Architektur
Innenausbau
Architektur: Ein fast 200 Jahre alter Bauernhof wird neu belebt
Tradition trifft Moderne, das Ergebnis: ein Bilderbuch-Bauernhof, der in seinem Inneren eine Luxusvilla beherbergt
Am Anfang dieses Renovierungsprojekts stand die Liebe. Die Liebe eines Paares zu einem Bauernhof aus dem Jahr 1826 in den französischen Alpen. Die Holzfassade, das Schieferdach und die kunstvoll gearbeitete Balkonbrüstung – der bäuerliche Charme zog das Paar in den Bann. Der traditionellen Architektur wollten sie dennoch etwas Modernes entgegensetzen. Doch erst nach dem Kauf stellten sie fest, dass die Gemeinde das Gebäude als „erhaltenswertes Baudenkmal“ klassifiziert hatte und ihren Umbauplänen damit relativ enge Grenzen gesetzt waren. Die wichtigste Frage lautete also: Wie kann man das Gefühl, das man beim Betreten alter Bauernhäuser hat, bewahren und gleichzeitig neu beleben?
Auf einen Blick
Hier urlaubt: ein Paar, das gern Freunde und Familie einlädt. In dem Ferienhaus finden bis zu 16 Personen Platz
In: Pied de la Plagne, Frankreich
Auf: 620 Quadratmetern
Budget: eine Million Euro (inkl. Möblierung)

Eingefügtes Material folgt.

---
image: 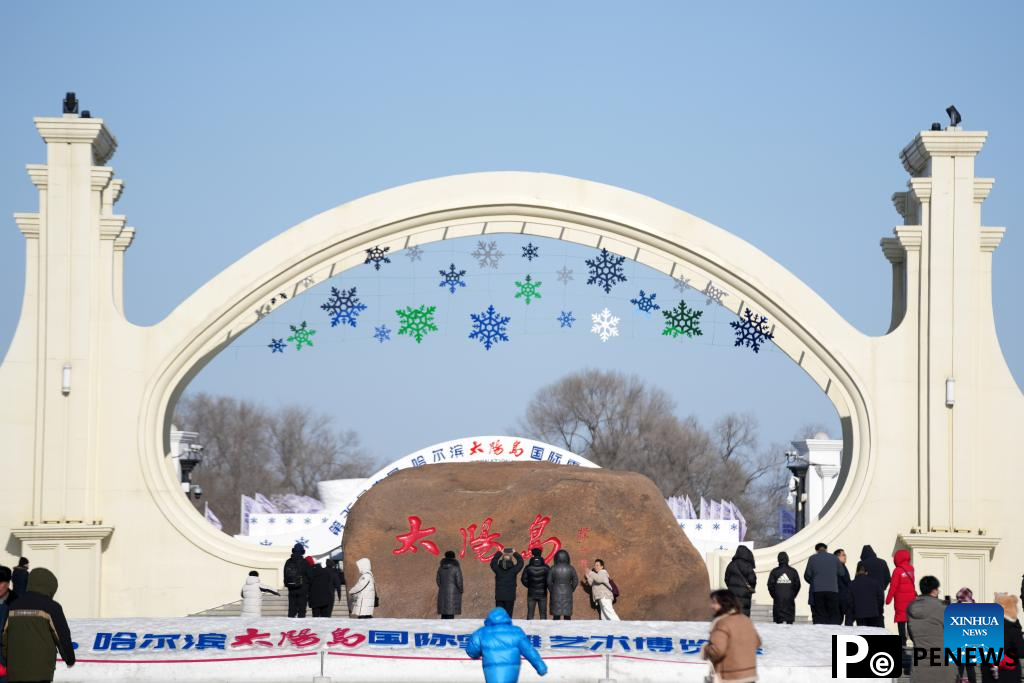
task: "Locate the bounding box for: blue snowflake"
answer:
[630,290,662,313]
[584,249,626,294]
[437,263,466,294]
[321,287,367,328]
[469,304,512,351]
[729,308,775,353]
[364,247,391,270]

Architekt: Jérémie Koempgen (JKA), unterstützt von den Designern Jérôme Aich und Magdalena Recordon (FUGA)
Fotos: Julien Lanoo und Jérôme Aich
Auf einen Blick
Hier urlaubt: ein Paar, das gern Freunde und Familie einlädt. In dem Ferienhaus finden bis zu 16 Personen Platz
In: Pied de la Plagne, Frankreich
Auf: 620 Quadratmetern
Budget: eine Million Euro (inkl. Möblierung)
Architekt: Jérémie Koempgen (JKA), unterstützt von den Designern Jérôme Aich und Magdalena Recordon (FUGA)

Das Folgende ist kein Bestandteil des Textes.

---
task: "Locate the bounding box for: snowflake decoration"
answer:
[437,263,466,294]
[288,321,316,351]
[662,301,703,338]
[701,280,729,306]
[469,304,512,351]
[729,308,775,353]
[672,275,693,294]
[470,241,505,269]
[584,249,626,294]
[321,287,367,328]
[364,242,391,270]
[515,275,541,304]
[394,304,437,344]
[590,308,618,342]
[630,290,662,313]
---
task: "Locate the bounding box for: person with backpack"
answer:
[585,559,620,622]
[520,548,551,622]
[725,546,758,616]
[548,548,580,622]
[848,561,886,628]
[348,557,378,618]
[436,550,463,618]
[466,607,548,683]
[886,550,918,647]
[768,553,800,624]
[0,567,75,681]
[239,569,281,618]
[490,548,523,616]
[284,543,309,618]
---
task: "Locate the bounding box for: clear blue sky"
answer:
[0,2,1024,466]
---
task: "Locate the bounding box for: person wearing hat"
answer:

Fotos: Julien Lanoo und Jérôme Aich
Als Hommage an die traditionelle Architektur der Region und ihre kunstvoll gearbeiteten Holz-Balkonbrüstungen hat der Architekt das Haus von außen mit einer lamellenartigen Holzverkleidung versehen. Auf diese Weise hat er ein wunderbares Spiel mit Öffnung und Verhüllung geschaffen, bei dem die hinter der Fassade versteckten Fenster jede Menge Tageslicht ins Haus lassen.
„Die alte Latten-Fassade des ehemaligen Heubodens wurde durch eine optisch durchbrochene Holzverkleidung ausgetauscht, die ein Maximum an Tageslicht ins Innere lässt. Auf diese Weise konnte der schlichte und robuste Charme des großen, äußerst komplex geschnittenen Gebäudes vollends erhalten bleiben. Die Fassade verbirgt die dahinter liegenden Fenster, während die Öffnungen so konzipiert sind, dass sie Sonnenlicht filtern. Die Lamellen sind aus regionalem, sägerauem Fichtenholz und betonen die Flächenhaftigkeit der Original-Architektur“, so der Architekt.
Über Holzfassaden und ihre Konstruktionsarten
Über Holzfassaden und ihre Konstruktionsarten
Anders als die klassisch symmetrischen, repetitiven Motive der traditionellen Balkonbrüstungen in der Gegend, wirken die graphischen Elemente hier beinahe wie zufällig. Um die passende Position und Ausrichtung für die Lamellen und die dahinter liegenden Fenster zu finden und sicherzugehen, dass zu jeder Tageszeit optimale Lichtverhältnisse im Inneren herrschen, hat Koempgen sich lange mit den Lichtverhältnissen des Grundstücks befasst. Ausgehend von den Schattenwürfen der umliegenden Gebäude und dem Verlauf der Sonne, ist die gesamte Außenhülle so ausgerichtet, dass die Sonnenstrahlen zu jeder Tageszeit ihren Weg ins Innere des Hauses finden. Dieser Detailverliebtheit hat das Bauernhaus auch seinen heutigen Namen zu verdanken: „Sonnenvilla“.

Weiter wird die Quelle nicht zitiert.